EDI provides real-time visibility of orders or services and can provide up-to-date critical information. This visibility can lead to faster decision making and improved responsiveness for upper management. It can also shorten the lead-time for product enhancement and new product delivery.
Websites, like EDI Basics, offer 10 basic steps for implementing EDI in a new business or an established business looking to upgrade their systems.
1. Develop the Organizational Structure – Assemble a team that spearheads the project. The team should be led by an IT professional with Electronic Data Interchange experience and be comprised with senior management and the EDI team itself.
2. Undertake Strategic Review – Find out how the company would use EDI and establish priority areas.
3. Conduct In-depth Analysis – Study the areas that would use EDI and determine which portion is prepared to implement it, which would be most cost effective, and which would have the greatest impact on the organization’s efficiency and finances.
4. Develop a Business-focused EDI Solution – Find out what type of system the company needs. Ask what specifications the Electronic Data Interchange system needs, volume and IT needed to support it, network needed to support it, and whether or not it will operate in-house Electronic Data Interchange or outsource it to a VAN.
5. Select the Correct EDI Network Provider – Decide if it is more cost effective to outsource or not. If so, find a provider that meets the company’s needs.

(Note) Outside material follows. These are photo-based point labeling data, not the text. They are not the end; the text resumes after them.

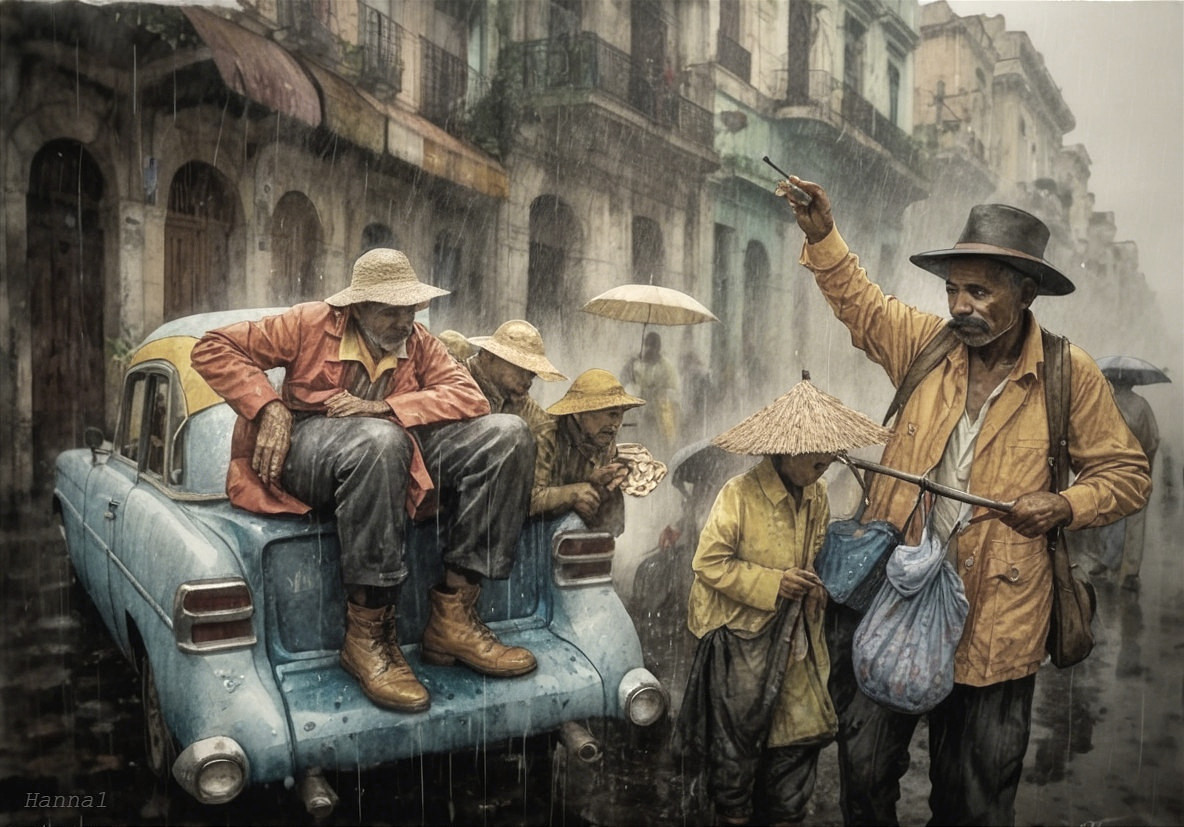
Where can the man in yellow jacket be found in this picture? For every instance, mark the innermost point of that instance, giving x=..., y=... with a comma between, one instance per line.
x=976, y=422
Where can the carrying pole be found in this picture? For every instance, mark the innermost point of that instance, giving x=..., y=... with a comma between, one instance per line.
x=925, y=483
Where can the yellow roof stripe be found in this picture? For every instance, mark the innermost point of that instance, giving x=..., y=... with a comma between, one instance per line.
x=175, y=351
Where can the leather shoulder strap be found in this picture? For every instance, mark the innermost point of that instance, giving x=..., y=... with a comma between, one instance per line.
x=1056, y=399
x=925, y=361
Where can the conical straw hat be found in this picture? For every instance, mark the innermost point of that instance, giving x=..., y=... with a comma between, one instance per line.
x=804, y=421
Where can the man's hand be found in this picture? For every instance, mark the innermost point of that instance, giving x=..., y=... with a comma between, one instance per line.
x=585, y=499
x=796, y=583
x=272, y=442
x=610, y=476
x=347, y=404
x=1037, y=513
x=815, y=219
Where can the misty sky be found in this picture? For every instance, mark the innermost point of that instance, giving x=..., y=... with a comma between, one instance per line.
x=1120, y=68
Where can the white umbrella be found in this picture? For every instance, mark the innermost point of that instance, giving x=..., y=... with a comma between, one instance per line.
x=649, y=305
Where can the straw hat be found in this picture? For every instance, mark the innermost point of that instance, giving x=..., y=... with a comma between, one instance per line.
x=594, y=390
x=804, y=421
x=520, y=344
x=1008, y=235
x=385, y=275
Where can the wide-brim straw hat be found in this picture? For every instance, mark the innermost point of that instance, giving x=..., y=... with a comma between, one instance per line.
x=594, y=390
x=803, y=421
x=520, y=343
x=385, y=275
x=1008, y=235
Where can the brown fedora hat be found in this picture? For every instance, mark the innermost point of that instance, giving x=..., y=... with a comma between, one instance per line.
x=1008, y=235
x=385, y=275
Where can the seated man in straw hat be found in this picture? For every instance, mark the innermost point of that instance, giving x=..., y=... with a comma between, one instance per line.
x=504, y=366
x=371, y=402
x=759, y=729
x=577, y=466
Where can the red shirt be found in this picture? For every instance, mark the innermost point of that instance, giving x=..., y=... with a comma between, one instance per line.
x=428, y=386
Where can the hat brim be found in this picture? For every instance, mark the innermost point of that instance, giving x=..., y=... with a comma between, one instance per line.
x=539, y=365
x=1049, y=281
x=594, y=403
x=403, y=295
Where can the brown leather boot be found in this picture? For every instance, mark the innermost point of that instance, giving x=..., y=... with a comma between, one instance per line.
x=371, y=654
x=455, y=633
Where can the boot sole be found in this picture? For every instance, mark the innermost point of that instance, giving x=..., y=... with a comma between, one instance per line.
x=443, y=659
x=381, y=702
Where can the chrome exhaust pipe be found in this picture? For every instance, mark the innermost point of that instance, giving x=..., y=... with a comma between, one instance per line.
x=317, y=795
x=580, y=743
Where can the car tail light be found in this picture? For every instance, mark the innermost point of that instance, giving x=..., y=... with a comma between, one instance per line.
x=213, y=615
x=583, y=557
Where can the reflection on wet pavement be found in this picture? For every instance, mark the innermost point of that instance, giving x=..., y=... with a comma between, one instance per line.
x=1104, y=749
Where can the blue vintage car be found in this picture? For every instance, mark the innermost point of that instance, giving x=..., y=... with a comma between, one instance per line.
x=235, y=620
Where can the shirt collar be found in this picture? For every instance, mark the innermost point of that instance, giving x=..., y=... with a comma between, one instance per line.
x=353, y=348
x=774, y=489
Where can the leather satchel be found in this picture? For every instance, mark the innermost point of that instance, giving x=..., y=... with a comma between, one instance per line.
x=1070, y=636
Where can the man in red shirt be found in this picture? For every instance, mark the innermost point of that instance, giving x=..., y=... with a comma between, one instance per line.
x=368, y=403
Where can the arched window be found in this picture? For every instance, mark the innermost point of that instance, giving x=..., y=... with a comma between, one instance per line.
x=649, y=251
x=554, y=237
x=296, y=250
x=755, y=320
x=66, y=295
x=197, y=241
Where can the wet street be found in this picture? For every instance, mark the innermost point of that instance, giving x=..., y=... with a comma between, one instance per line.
x=1105, y=745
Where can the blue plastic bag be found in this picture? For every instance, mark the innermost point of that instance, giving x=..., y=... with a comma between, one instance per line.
x=903, y=648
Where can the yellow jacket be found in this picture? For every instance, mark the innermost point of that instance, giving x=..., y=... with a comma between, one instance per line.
x=1008, y=577
x=753, y=533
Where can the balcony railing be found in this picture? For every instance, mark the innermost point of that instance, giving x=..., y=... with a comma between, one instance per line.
x=381, y=42
x=444, y=85
x=586, y=62
x=733, y=57
x=831, y=97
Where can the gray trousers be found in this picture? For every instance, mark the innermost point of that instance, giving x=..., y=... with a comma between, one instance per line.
x=978, y=736
x=358, y=469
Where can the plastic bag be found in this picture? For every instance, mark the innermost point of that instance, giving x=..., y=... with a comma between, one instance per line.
x=903, y=648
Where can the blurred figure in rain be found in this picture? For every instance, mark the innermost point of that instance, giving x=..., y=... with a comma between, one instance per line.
x=377, y=422
x=504, y=366
x=696, y=393
x=655, y=380
x=977, y=422
x=757, y=705
x=577, y=468
x=1121, y=543
x=458, y=347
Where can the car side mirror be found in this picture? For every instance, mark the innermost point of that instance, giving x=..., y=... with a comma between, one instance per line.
x=94, y=438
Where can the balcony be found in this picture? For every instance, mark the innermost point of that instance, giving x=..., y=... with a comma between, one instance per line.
x=586, y=62
x=381, y=46
x=444, y=87
x=733, y=57
x=838, y=103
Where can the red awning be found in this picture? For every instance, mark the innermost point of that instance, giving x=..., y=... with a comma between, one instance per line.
x=257, y=68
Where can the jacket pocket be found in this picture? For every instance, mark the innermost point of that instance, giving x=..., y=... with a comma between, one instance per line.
x=1018, y=598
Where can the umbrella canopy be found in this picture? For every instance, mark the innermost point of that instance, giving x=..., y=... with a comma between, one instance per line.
x=1131, y=371
x=804, y=421
x=649, y=305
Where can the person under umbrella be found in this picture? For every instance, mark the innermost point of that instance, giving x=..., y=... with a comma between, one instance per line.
x=757, y=705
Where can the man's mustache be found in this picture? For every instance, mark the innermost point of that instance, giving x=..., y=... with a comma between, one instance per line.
x=969, y=324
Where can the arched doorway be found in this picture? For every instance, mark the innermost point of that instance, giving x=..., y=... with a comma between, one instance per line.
x=197, y=241
x=66, y=296
x=296, y=251
x=554, y=237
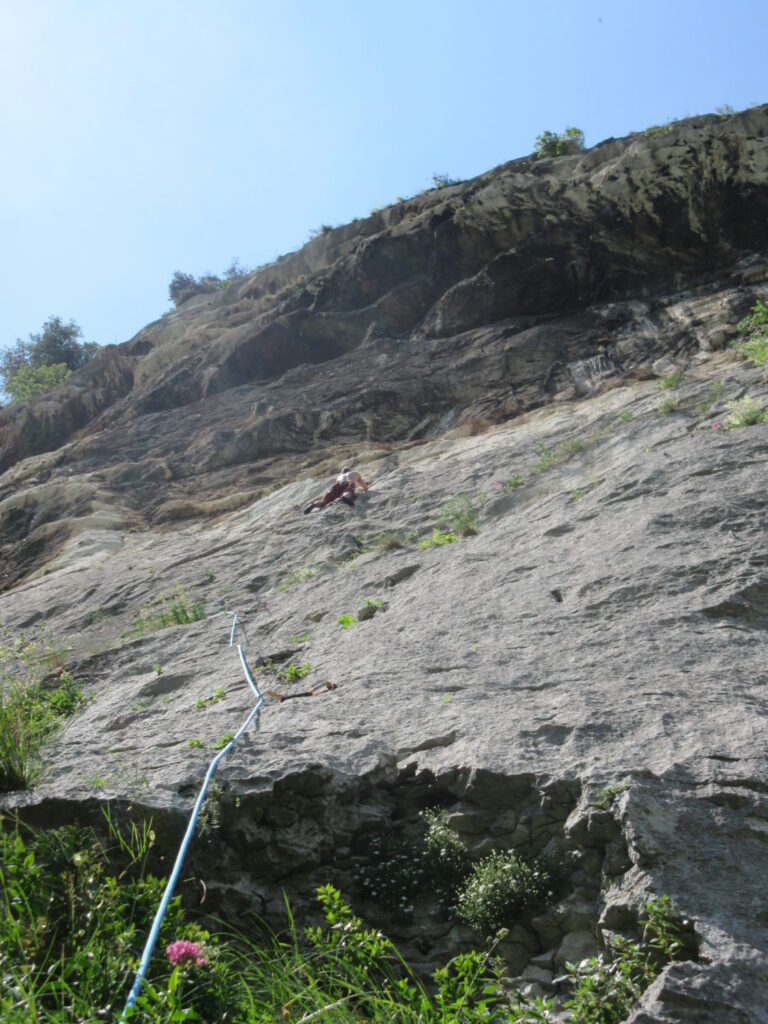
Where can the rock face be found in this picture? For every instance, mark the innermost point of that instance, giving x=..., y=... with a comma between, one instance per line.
x=584, y=676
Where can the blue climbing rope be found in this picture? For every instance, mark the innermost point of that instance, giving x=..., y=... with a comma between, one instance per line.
x=155, y=931
x=157, y=924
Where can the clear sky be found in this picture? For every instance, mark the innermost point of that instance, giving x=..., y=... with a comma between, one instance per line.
x=144, y=136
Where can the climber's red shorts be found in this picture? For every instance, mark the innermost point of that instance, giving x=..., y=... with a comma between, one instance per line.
x=338, y=491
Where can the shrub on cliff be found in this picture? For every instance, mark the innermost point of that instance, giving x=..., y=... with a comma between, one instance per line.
x=31, y=382
x=31, y=368
x=549, y=143
x=183, y=286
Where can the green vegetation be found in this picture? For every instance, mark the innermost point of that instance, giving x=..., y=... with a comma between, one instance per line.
x=670, y=403
x=754, y=345
x=606, y=797
x=441, y=180
x=459, y=515
x=78, y=907
x=437, y=540
x=745, y=413
x=487, y=895
x=183, y=286
x=389, y=542
x=218, y=694
x=298, y=577
x=549, y=143
x=31, y=382
x=670, y=381
x=30, y=713
x=605, y=992
x=500, y=888
x=175, y=608
x=295, y=672
x=664, y=129
x=31, y=368
x=549, y=459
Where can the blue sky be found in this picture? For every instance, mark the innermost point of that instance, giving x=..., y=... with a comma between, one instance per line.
x=144, y=136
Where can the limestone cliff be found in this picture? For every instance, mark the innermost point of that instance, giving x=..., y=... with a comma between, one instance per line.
x=584, y=675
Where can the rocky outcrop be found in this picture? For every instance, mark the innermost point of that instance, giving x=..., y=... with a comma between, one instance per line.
x=582, y=677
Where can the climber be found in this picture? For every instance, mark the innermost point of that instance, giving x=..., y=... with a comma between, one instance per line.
x=344, y=486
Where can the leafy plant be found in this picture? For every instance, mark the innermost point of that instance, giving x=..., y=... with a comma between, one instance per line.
x=295, y=672
x=31, y=368
x=500, y=888
x=754, y=345
x=550, y=143
x=745, y=413
x=445, y=859
x=605, y=992
x=32, y=382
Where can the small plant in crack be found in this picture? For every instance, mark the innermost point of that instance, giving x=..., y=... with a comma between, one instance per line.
x=670, y=381
x=298, y=577
x=754, y=344
x=209, y=818
x=670, y=403
x=438, y=540
x=607, y=987
x=459, y=515
x=218, y=694
x=175, y=608
x=392, y=875
x=501, y=887
x=605, y=797
x=293, y=673
x=745, y=413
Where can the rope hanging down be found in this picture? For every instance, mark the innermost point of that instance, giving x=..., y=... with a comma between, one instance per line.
x=155, y=931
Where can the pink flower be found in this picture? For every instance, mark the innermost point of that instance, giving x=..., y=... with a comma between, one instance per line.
x=184, y=952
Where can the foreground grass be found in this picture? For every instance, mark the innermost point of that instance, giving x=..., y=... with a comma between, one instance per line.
x=76, y=910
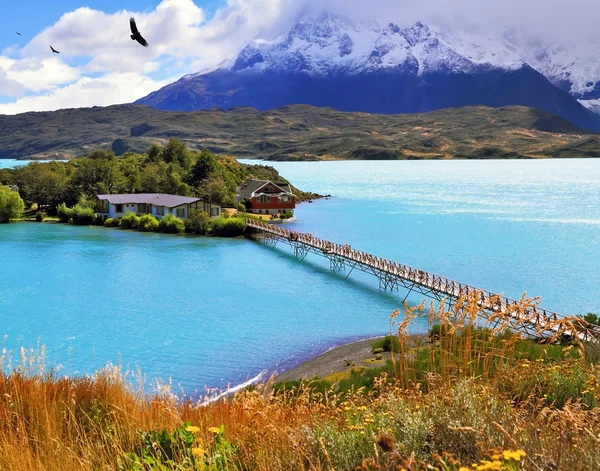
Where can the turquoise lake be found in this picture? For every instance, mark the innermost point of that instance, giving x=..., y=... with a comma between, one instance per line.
x=211, y=312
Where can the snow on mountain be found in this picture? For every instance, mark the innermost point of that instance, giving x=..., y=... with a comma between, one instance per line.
x=334, y=44
x=358, y=66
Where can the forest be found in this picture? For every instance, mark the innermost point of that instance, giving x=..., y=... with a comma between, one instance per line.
x=172, y=169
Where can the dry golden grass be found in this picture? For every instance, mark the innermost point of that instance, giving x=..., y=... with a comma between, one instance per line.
x=469, y=399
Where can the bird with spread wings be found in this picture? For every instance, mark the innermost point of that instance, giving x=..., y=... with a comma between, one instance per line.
x=135, y=34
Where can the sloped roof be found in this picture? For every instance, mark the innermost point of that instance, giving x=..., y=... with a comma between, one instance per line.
x=248, y=189
x=158, y=199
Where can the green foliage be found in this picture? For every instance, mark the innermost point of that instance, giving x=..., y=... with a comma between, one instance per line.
x=181, y=450
x=130, y=221
x=386, y=344
x=11, y=204
x=227, y=227
x=83, y=216
x=205, y=166
x=148, y=223
x=176, y=152
x=591, y=318
x=64, y=213
x=170, y=224
x=198, y=222
x=172, y=170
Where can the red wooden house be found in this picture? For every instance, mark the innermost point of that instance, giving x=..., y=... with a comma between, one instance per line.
x=265, y=197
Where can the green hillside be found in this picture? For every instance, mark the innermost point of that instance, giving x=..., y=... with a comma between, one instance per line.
x=300, y=132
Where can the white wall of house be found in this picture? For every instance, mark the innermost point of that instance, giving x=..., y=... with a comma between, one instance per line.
x=214, y=210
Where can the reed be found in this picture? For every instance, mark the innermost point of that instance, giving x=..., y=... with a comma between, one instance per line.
x=476, y=396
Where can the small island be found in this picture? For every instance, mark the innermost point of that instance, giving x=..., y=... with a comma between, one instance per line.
x=167, y=189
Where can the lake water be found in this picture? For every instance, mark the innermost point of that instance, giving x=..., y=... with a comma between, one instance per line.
x=12, y=163
x=205, y=311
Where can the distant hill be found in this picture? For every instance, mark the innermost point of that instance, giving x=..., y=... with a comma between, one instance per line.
x=300, y=132
x=352, y=66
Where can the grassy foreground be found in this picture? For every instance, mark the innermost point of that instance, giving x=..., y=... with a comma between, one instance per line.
x=471, y=399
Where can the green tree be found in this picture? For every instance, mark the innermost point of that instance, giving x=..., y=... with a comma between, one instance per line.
x=44, y=184
x=205, y=166
x=11, y=204
x=175, y=152
x=198, y=222
x=155, y=153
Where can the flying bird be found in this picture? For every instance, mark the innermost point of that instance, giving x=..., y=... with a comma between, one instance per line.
x=135, y=34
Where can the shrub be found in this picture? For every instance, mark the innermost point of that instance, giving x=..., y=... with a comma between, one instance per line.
x=198, y=222
x=386, y=344
x=148, y=223
x=82, y=216
x=11, y=204
x=591, y=318
x=130, y=221
x=227, y=227
x=64, y=213
x=171, y=225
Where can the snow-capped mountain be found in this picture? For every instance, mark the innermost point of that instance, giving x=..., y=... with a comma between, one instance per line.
x=332, y=61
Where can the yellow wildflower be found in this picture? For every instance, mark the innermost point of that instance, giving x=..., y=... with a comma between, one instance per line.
x=197, y=451
x=514, y=455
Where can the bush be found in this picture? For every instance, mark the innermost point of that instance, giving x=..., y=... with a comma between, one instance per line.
x=386, y=344
x=227, y=227
x=64, y=213
x=148, y=223
x=11, y=204
x=130, y=221
x=198, y=222
x=591, y=318
x=83, y=216
x=171, y=225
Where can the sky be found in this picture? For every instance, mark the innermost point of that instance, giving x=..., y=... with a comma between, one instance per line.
x=99, y=64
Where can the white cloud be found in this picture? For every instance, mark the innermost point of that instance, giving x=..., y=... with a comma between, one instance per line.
x=8, y=87
x=106, y=90
x=38, y=74
x=99, y=62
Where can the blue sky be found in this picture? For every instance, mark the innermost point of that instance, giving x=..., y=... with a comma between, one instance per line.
x=98, y=63
x=29, y=17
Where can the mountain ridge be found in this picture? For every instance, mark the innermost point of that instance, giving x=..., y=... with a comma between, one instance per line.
x=367, y=68
x=300, y=132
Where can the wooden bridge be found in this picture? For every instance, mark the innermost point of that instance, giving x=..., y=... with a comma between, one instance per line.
x=531, y=319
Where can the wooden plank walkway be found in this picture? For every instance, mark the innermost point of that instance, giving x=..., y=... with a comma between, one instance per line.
x=534, y=320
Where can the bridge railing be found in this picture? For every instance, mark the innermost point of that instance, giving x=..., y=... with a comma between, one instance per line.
x=490, y=301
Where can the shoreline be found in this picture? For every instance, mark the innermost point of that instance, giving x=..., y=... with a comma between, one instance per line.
x=337, y=358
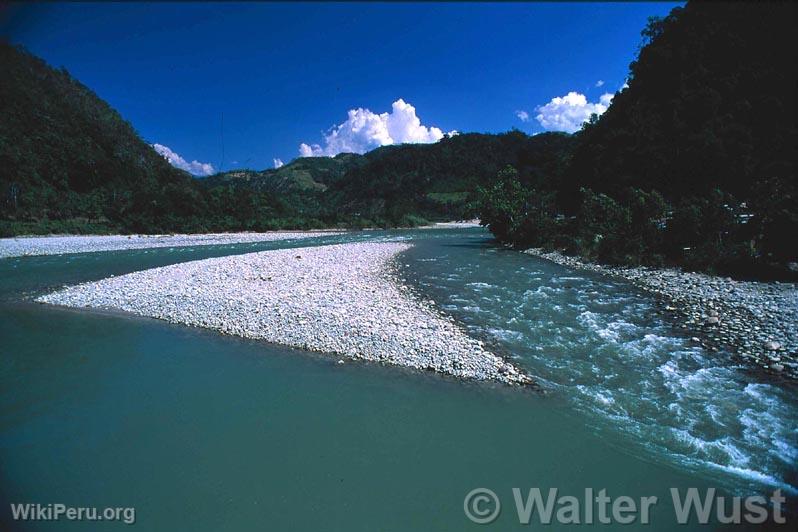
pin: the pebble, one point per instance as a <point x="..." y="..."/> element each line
<point x="24" y="246"/>
<point x="343" y="299"/>
<point x="747" y="319"/>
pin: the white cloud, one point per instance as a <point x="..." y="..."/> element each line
<point x="363" y="131"/>
<point x="193" y="167"/>
<point x="522" y="115"/>
<point x="569" y="112"/>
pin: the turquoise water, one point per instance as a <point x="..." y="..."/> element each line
<point x="204" y="432"/>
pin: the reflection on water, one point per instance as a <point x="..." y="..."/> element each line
<point x="603" y="345"/>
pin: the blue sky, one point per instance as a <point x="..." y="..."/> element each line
<point x="283" y="75"/>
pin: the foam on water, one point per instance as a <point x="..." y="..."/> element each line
<point x="602" y="345"/>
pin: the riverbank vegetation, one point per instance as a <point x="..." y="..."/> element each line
<point x="693" y="164"/>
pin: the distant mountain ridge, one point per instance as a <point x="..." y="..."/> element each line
<point x="302" y="174"/>
<point x="66" y="154"/>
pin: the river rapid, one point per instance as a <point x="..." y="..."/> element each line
<point x="207" y="432"/>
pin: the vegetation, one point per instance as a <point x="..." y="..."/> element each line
<point x="693" y="164"/>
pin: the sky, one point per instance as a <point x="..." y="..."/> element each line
<point x="253" y="85"/>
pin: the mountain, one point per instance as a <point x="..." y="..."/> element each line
<point x="69" y="163"/>
<point x="303" y="174"/>
<point x="693" y="164"/>
<point x="66" y="155"/>
<point x="711" y="103"/>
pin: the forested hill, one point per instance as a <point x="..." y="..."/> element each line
<point x="70" y="163"/>
<point x="711" y="103"/>
<point x="65" y="154"/>
<point x="692" y="164"/>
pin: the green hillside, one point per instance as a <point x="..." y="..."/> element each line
<point x="692" y="164"/>
<point x="305" y="174"/>
<point x="69" y="161"/>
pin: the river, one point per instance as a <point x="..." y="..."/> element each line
<point x="206" y="432"/>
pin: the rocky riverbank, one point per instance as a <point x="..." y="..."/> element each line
<point x="755" y="322"/>
<point x="61" y="244"/>
<point x="341" y="299"/>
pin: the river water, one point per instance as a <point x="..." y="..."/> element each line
<point x="204" y="432"/>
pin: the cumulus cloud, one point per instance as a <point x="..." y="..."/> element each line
<point x="522" y="115"/>
<point x="569" y="112"/>
<point x="364" y="130"/>
<point x="193" y="167"/>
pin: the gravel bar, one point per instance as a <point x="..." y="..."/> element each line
<point x="58" y="245"/>
<point x="754" y="321"/>
<point x="342" y="299"/>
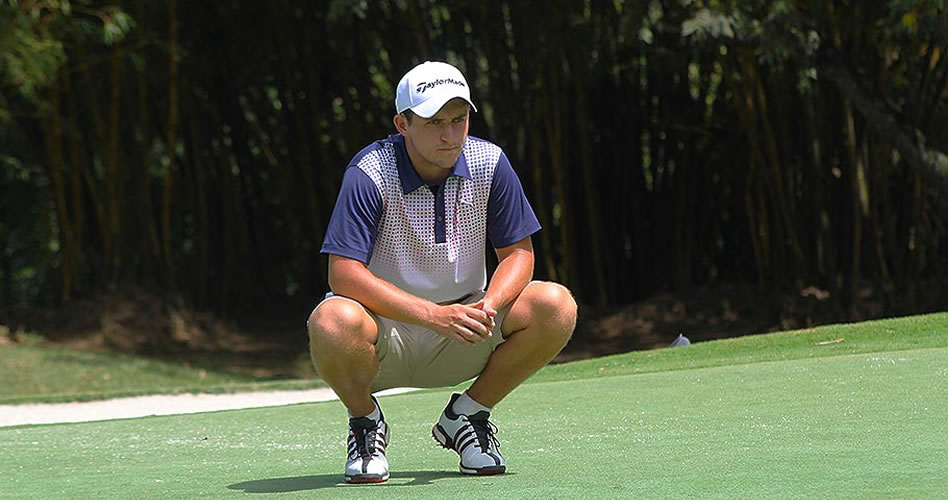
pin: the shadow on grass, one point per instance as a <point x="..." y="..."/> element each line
<point x="304" y="483"/>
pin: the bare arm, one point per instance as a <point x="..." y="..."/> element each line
<point x="352" y="278"/>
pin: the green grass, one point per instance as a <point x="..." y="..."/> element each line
<point x="766" y="416"/>
<point x="41" y="374"/>
<point x="896" y="334"/>
<point x="33" y="374"/>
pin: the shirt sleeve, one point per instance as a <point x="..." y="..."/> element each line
<point x="354" y="222"/>
<point x="510" y="217"/>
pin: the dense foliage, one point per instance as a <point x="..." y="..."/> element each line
<point x="197" y="146"/>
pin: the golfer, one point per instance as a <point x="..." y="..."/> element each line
<point x="411" y="305"/>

6. Integrate EDI with the Business – Begin to convert the legacy system to EDI, begin to create correctly formatted documents, and install the necessary EDI software.
7. Integrate Data Across the Business – Apply this technology to the strategically reviewed areas.
8. Undertake Data Mapping – Determine how the data from the internal system relates to the transaction data.
9. Establish a Pilot Project – Test the new system with selected partners.
10. Roll It Out – Once it has been tested, fully implement the new system.
From the beginning, EDI has been used to help trade partners communicate with one another. It allows companies receive and process data from one another efficiently and effectively by offering standardization of message transmissions and by removing the human component. The direct communication Electronic Data Interchange provides between company computers allows the data to be quick, reduce data errors, and can help improve both partners’ bottom lines.